Both CouchDB and MongoDB spend some time on their documentation to explain the different approaches for mapping one-to-many and many-to-many relationships and also explain some of the pros and cons.
Unfortunately, there are tons of posts out there showing just one of the possible solutions and forgetting to detail pros and cons or at least ask the reader to further investigate the topic. One of the most used example is representing child collections as IDs in the parent entity. Another is representing child entities as an embedded collection on the parent. But what I couldn’t find in such posts was a discussion about pros and cons. For example, IDs on the parent leads to the well known N+1 access issue, embedded collections can lead to increased size data manipulation or unreachable child entities and so on.
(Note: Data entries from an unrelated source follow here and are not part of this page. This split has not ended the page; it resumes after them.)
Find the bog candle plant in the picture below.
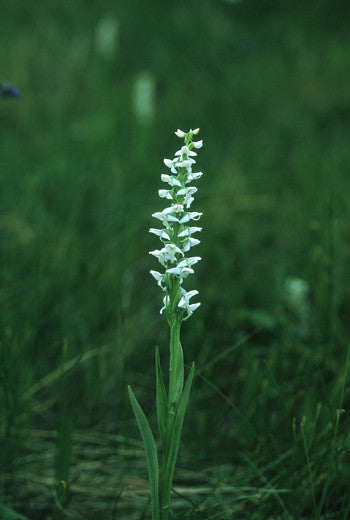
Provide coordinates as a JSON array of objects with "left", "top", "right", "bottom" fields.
[{"left": 129, "top": 128, "right": 203, "bottom": 520}]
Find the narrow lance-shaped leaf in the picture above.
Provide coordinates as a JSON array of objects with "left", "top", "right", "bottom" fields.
[
  {"left": 156, "top": 347, "right": 168, "bottom": 446},
  {"left": 161, "top": 363, "right": 194, "bottom": 507},
  {"left": 128, "top": 386, "right": 159, "bottom": 520}
]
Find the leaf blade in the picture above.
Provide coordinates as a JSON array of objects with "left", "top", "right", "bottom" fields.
[{"left": 128, "top": 386, "right": 159, "bottom": 520}]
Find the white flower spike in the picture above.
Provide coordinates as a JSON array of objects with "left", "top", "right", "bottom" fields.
[{"left": 150, "top": 128, "right": 203, "bottom": 323}]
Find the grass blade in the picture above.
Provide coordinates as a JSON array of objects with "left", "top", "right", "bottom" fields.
[
  {"left": 156, "top": 347, "right": 168, "bottom": 446},
  {"left": 128, "top": 386, "right": 159, "bottom": 520},
  {"left": 162, "top": 363, "right": 194, "bottom": 508}
]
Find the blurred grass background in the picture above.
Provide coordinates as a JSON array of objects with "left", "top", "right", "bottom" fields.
[{"left": 0, "top": 0, "right": 350, "bottom": 520}]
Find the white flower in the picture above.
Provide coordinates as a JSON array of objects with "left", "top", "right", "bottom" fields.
[
  {"left": 149, "top": 128, "right": 203, "bottom": 320},
  {"left": 149, "top": 228, "right": 170, "bottom": 240},
  {"left": 177, "top": 186, "right": 198, "bottom": 208},
  {"left": 178, "top": 289, "right": 200, "bottom": 319},
  {"left": 163, "top": 159, "right": 177, "bottom": 173},
  {"left": 177, "top": 226, "right": 202, "bottom": 238},
  {"left": 166, "top": 266, "right": 194, "bottom": 281},
  {"left": 182, "top": 237, "right": 201, "bottom": 253},
  {"left": 177, "top": 256, "right": 202, "bottom": 267},
  {"left": 150, "top": 271, "right": 166, "bottom": 291},
  {"left": 160, "top": 295, "right": 170, "bottom": 314},
  {"left": 158, "top": 190, "right": 173, "bottom": 200},
  {"left": 163, "top": 244, "right": 184, "bottom": 262},
  {"left": 186, "top": 172, "right": 203, "bottom": 184},
  {"left": 179, "top": 211, "right": 203, "bottom": 224},
  {"left": 160, "top": 173, "right": 181, "bottom": 187},
  {"left": 175, "top": 159, "right": 196, "bottom": 173},
  {"left": 175, "top": 128, "right": 186, "bottom": 137}
]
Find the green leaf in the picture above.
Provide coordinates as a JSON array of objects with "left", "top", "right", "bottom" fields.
[
  {"left": 128, "top": 386, "right": 159, "bottom": 520},
  {"left": 156, "top": 347, "right": 168, "bottom": 446},
  {"left": 161, "top": 363, "right": 194, "bottom": 508}
]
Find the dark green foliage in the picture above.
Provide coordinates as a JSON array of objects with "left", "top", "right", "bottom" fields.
[{"left": 0, "top": 0, "right": 350, "bottom": 520}]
So, my advise is that before starting to just dump your data into your favorite document store:
- spend some extended time understanding how to model your data and relationships with your storage solution
- think a lot about what data access patterns will be needed in your application
- don’t just trust all “look ma’, this solution is so cool”. Dig into the topic a bit more.
Otherwise you’ll might just end up with a cool NoSQL system performing rather badly due to the fact you have (mis)modeled your data.